Il suffit de poser un œil sur ce qui est devant soi – attendre l’écho intérieur – laisser jaillir le premier mot – et, à sa suite, les suivants – comme une petite cascade de fraîcheur…

Le déroulement du fil intérieur – quelque chose comme l’interface entre l’âme et le monde – le lien – le joint – la colle qui les assemble…

 

 

Un cercle – une fenêtre – des possibles. L’invention du monde et des territoires parallèles – le rêve – le réel – l’imaginaire. L’extrême porosité des frontières. Ce que le regard déconstruit et unifie – capable de se poser partout de la même manière…

Mille lieux – un seul centre – et la même façon d’être présent partout…

 

 

Existence et écriture sans autre contrainte que celles qui s’imposent à l’instant où l’on vit – à l’instant où l’on écrit.

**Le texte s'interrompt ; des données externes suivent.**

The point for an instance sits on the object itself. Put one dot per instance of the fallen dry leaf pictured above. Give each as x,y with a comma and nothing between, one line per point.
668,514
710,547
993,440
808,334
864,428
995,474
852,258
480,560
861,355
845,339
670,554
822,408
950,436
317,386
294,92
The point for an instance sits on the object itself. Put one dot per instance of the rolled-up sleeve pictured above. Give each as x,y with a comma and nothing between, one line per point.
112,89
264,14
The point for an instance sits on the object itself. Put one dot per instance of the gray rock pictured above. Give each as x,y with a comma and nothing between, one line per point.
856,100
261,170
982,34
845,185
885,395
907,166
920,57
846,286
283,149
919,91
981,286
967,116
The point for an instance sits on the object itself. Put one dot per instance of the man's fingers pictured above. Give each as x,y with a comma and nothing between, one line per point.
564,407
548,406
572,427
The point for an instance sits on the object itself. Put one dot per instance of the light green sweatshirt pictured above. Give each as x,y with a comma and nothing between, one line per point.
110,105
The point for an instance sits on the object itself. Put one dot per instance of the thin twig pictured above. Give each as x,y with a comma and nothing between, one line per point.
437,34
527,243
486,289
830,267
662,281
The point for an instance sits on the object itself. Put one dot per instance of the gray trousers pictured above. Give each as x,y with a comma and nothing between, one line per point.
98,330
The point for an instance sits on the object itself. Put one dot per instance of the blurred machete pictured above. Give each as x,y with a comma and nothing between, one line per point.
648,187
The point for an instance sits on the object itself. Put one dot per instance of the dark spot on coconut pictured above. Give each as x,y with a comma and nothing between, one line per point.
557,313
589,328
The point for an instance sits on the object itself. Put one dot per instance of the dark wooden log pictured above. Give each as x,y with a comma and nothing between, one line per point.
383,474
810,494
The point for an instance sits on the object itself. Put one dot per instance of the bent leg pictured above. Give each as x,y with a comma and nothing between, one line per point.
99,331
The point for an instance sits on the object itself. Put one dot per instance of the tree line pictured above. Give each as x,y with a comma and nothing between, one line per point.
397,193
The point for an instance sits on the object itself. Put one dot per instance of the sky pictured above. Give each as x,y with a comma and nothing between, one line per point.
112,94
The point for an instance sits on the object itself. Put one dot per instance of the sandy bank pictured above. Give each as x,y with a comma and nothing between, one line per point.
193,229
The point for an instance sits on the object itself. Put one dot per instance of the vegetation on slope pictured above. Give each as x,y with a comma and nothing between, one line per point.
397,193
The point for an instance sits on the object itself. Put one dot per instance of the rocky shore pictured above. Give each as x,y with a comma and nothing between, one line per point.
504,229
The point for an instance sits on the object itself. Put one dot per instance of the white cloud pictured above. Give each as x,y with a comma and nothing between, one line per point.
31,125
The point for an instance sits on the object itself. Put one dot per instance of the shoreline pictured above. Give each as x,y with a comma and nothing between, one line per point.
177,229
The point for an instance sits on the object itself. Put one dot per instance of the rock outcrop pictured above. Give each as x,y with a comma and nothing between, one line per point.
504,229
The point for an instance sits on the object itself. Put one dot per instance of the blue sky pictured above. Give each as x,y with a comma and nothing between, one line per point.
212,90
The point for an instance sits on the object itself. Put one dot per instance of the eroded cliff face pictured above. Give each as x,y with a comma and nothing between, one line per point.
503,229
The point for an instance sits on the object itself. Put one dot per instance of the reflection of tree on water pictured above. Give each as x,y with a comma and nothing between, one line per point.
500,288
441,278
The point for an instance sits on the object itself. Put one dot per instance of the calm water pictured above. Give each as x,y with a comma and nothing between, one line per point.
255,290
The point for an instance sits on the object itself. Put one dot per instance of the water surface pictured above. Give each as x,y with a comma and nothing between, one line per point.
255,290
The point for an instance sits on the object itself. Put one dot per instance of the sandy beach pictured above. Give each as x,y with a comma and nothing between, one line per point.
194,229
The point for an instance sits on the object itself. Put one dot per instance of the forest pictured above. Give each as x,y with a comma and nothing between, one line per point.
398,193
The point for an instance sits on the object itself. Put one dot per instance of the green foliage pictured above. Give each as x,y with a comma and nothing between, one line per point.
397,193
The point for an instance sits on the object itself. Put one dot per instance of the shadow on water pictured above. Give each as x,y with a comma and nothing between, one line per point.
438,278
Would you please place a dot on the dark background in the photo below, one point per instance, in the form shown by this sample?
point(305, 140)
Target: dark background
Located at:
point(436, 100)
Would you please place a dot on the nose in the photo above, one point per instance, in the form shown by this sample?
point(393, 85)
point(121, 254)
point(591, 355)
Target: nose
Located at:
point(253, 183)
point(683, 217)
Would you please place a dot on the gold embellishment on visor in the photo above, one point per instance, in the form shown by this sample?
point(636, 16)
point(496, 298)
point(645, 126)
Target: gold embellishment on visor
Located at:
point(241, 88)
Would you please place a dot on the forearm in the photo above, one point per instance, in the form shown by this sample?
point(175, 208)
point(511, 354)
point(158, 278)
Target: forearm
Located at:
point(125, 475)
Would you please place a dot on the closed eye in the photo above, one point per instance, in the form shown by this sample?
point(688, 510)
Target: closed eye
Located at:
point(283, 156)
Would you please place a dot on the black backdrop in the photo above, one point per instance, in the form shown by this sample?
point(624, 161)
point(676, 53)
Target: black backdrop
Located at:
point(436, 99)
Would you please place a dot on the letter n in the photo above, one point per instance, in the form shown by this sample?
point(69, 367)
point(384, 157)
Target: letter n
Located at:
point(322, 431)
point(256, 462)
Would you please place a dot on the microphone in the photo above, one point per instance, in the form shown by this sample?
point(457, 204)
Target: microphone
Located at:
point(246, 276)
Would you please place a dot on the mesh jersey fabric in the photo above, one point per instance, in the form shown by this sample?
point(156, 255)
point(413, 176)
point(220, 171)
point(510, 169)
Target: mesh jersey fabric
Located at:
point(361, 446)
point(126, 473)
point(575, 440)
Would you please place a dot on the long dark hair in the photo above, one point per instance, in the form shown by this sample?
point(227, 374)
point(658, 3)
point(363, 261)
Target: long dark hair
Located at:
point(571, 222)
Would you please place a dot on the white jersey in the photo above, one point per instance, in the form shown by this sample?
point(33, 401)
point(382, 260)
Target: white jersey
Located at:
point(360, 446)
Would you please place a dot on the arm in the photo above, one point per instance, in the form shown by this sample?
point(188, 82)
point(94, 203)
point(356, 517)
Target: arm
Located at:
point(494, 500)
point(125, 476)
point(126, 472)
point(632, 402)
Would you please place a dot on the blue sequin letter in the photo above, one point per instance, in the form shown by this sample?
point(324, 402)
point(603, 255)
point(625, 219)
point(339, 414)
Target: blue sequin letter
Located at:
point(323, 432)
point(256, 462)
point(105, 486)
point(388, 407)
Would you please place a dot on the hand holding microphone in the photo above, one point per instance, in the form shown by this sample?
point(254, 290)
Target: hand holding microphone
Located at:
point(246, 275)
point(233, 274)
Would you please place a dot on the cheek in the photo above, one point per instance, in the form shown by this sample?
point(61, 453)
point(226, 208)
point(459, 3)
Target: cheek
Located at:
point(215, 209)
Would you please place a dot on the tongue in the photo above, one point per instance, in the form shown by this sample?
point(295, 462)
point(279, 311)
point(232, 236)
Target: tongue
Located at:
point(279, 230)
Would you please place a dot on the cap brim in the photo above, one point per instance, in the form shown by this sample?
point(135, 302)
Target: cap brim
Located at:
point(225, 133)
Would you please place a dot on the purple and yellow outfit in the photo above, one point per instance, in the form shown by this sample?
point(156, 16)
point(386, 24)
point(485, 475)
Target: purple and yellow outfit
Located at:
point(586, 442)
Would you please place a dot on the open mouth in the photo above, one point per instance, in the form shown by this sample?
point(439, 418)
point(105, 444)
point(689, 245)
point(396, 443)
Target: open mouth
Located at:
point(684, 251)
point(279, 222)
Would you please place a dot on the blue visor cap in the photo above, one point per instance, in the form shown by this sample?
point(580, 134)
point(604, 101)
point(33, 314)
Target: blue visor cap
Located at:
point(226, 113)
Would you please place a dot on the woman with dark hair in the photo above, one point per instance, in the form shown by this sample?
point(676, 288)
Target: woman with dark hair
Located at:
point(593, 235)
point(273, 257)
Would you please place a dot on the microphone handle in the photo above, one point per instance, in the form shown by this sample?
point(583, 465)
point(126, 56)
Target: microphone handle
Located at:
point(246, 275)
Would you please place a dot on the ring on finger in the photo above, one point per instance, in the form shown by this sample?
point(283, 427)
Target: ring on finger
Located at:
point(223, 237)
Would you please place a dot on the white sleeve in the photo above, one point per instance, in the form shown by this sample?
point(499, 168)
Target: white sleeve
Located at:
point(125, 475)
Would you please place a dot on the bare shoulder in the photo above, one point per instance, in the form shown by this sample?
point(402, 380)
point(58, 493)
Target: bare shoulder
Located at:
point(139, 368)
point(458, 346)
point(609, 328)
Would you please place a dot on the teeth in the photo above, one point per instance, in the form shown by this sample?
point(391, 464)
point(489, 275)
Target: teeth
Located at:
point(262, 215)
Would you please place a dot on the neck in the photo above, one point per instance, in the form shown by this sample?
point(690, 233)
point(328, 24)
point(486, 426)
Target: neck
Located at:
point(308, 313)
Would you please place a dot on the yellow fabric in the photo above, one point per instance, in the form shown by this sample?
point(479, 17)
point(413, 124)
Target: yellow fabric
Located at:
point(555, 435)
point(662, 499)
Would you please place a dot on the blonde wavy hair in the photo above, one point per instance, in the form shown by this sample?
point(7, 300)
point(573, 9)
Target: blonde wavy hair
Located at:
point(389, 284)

Rien de déterminé – ni de programmé – ce qui advient de la plus naturelle façon…

Pas et traits exécutés dans l’inconnu et l’incertitude – sans destination – pour la simple joie d’aller et la beauté de vivre et d’exprimer…

Rien de construit – rien qui ne s’édifie – rien qui ne s’agglomère ; des bouts – des bribes – des fragments – comme des instants singuliers à la fois séparés et alignés les uns derrière les autres…

Pas de trajectoire précise – pas de voyage. D’infimes éléments mais qui constituent l’essentiel subjectifau moment où ils surgissent – au moment où ils existent et s’invitent dans l’âme – dans l’esprit – sur la page…

 

 

Des fleurs – des tombes – des collines – l’espace parcellisé en fonction des usages, des utilités, des contingences. La vie agissante – la vie foisonnante…

Des mouvements – des bruits. Trop de mouvements – trop de bruits. Et le cri, dans la poitrine, qui explose comme une folie passagère – et qui s’empare de nous pour dire l’insupportable impossibilité – en soi – du silence…

 

 

Soi – comme le lieu de toutes les guerres – terrain où s’opposent toutes les forces du monde – concentrées – contenues – confinées dans cet espace restreint – et qui se révèlent, à ce titre, plus destructrices encore – et qui soulignent à l’instant où elles s’affrontent le manque d’envergure – le besoin de distance que l’on est incapable de leur offrir…

 

 

Au fond de l’âme – des éléments de la folie du monde – enfouis dans les profondeurs – dans les fondements même – de notre être…

 

 

Grandeur et précipices ; ce qui serpente entre les failles – ce qui sillonne à travers les reliefs – contournant – se déversant – au gré des expansions et des rétrécissements…

Contours de la sauvagerie ordinaire…

 

 

Parfois – on aimerait creuser un trou immense pour pouvoir tout y jeter – lorsque l’oubli dysfonctionne et que les choses du monde – de l’âme – de l’esprit – s’accumulent dans l’espace (trop) étroit de la psyché…

L’enfer – et la folie qui guette – face à l’entassement grossissant…

 

 

Trop plein de tout – et nous voilà bientôt – très vite – presque aussitôt – submergé – inondé – étouffant – asphyxié. Et ça se débat pour échapper à l’emprise – ça bouge – ça saute – ça gueule – ça trépigne – ça frappe le sol – les murs – avec les poings – les talons – ça gesticule dans tous les sens – ça voudrait que ça s’arrête – fuir aussi loin que possible – s’arracher la peau – la tête – pour trouver un peu d’air – un peu d’espace – la distance nécessaire pour ne pas devenir fou…

Et c’est au-dedans (bien sûr) que l’envergure manque. Et l’on ne sait comment faire pour élargir l’intérieur – repousser les parois pour respirer un peu – retrouver un inconfort acceptable – vivre sans cette oppression – échapper à cette détention – à cet enfermement – insupportables…

 

 

Seul sur la falaise… Seul sur la falaise… Seul sur la falaise… Avec soi… Avec soi… Avec soi ; sorte de mantra pour retrouver l’esprit autonome

 

 

Ce que le jour offre – ce que l’esprit écarte. Ce que la nuit reprend – ce que nous sommes prêts à abandonner…

Une tension – toujours – existe entre ce qui est et ce qui est possible…

A chacun de décider dans quel univers il souhaite vivre – le réel ou l’imaginaire…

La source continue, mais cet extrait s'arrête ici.